Intutions for Types of Sequence-to-Sequence Models#

RNN#

  • Vanishing gradient problems when modeling long-distance relationships

LSTM vs GRU#

  • Possible solutions to the issues of vanishing gradients

  • Better modeling of long-term relationships

  • GRU is a simpler version of LSTM, rendering it easier to train computationally

Simple Sequence-to-Sequence Model#

  • A schematic model representation of many-to-many sequence model

  • The input and output sizes can be different

  • A typical task is machine translation

  • Two sequence models need to be trained: encoder and decoder

  • Encoder:

    • A vanilla version of the seq-to-seq model takes the last return state \(h_t\) of the encoder as the initial and only input for the decoder

    • If the encoder uses the LSTM cell, the output of the encoder would be the last return state and the last memory cell, i.e., \(h_t\) and \(c_t\)

  • Decoder

    • During the training stage, the decoder takes the previous return state \(h_{t-1}\) and the current \(Y_t\) as the input for the LSTM (concatenated). This is referred to as teacher forcing.

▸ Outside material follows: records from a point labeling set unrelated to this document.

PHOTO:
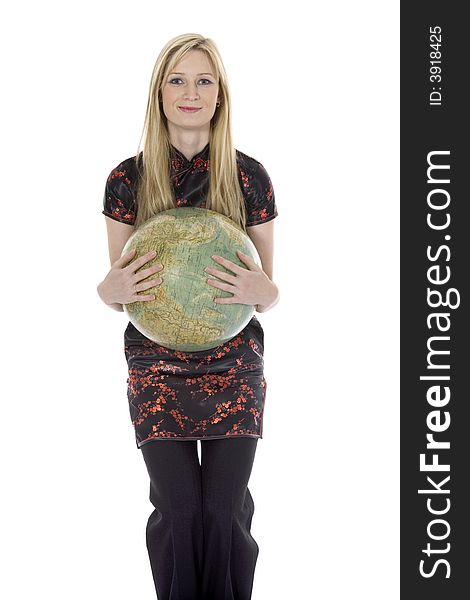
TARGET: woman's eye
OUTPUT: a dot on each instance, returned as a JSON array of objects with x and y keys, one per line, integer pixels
[{"x": 179, "y": 79}]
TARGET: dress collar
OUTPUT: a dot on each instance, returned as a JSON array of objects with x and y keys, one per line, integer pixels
[{"x": 204, "y": 154}]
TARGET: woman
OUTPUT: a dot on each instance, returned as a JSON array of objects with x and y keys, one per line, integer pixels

    • During the testing stage, the decoder would decode the output one at a time, taking the previous return state \(h_{t-1}\) and the previous return output \(Y_{t-1}\) as the inputs of the LSTM (concatenated). That is, no teacher-forcing during the testing stage.

Peeky Sequence-to-Sequence#

  • A variant of the seq-to-seq model, which makes available the last return state \(h_{t}\) from the encoder to every time step in the decoder.

  • An intuitive understanding of this peeky approach is that when decoding the contexts from the source input should be made available to all decoding steps.

Sequence-to-Sequence with Attention#

  • Attention mechansim can be seen as much more sophisticated design of the peeky approach.

  • The idea is that during the decoding stage, we need to consider the pairwise relationship (similarity) in-between the decoder state \(h_{t}\) and ALL the return states from the encoder.

  • An intuitive understanding is as follows. When decoding the translation of \(Y_{1}\), it is very likely that its translation is more relevant to some of the input words and less relevant to the others.

  • Therefore, the attention mechanism first needs to determine the relative pairwise relationship in-between the decoder \(h_{1}\) and all the encoder return states in order to get the attention weights.

  • There are many proposals regarding how to compute the attention weights. Please see a very nice review of Lilian Weng’s Attention? Attention!.

  • In the current Tensorflow implementation, there are three types of Attention layers:

  • With the attention weights, we can compute a context vector, which is like a weighted sum of the encoder return states.

  • We then use this weighted sum, along of the decoder return state \(h_{1}\), to compute the final output \(Y_{1}\).

  • This attention-mediated mechanism applies to every time step in the decoder.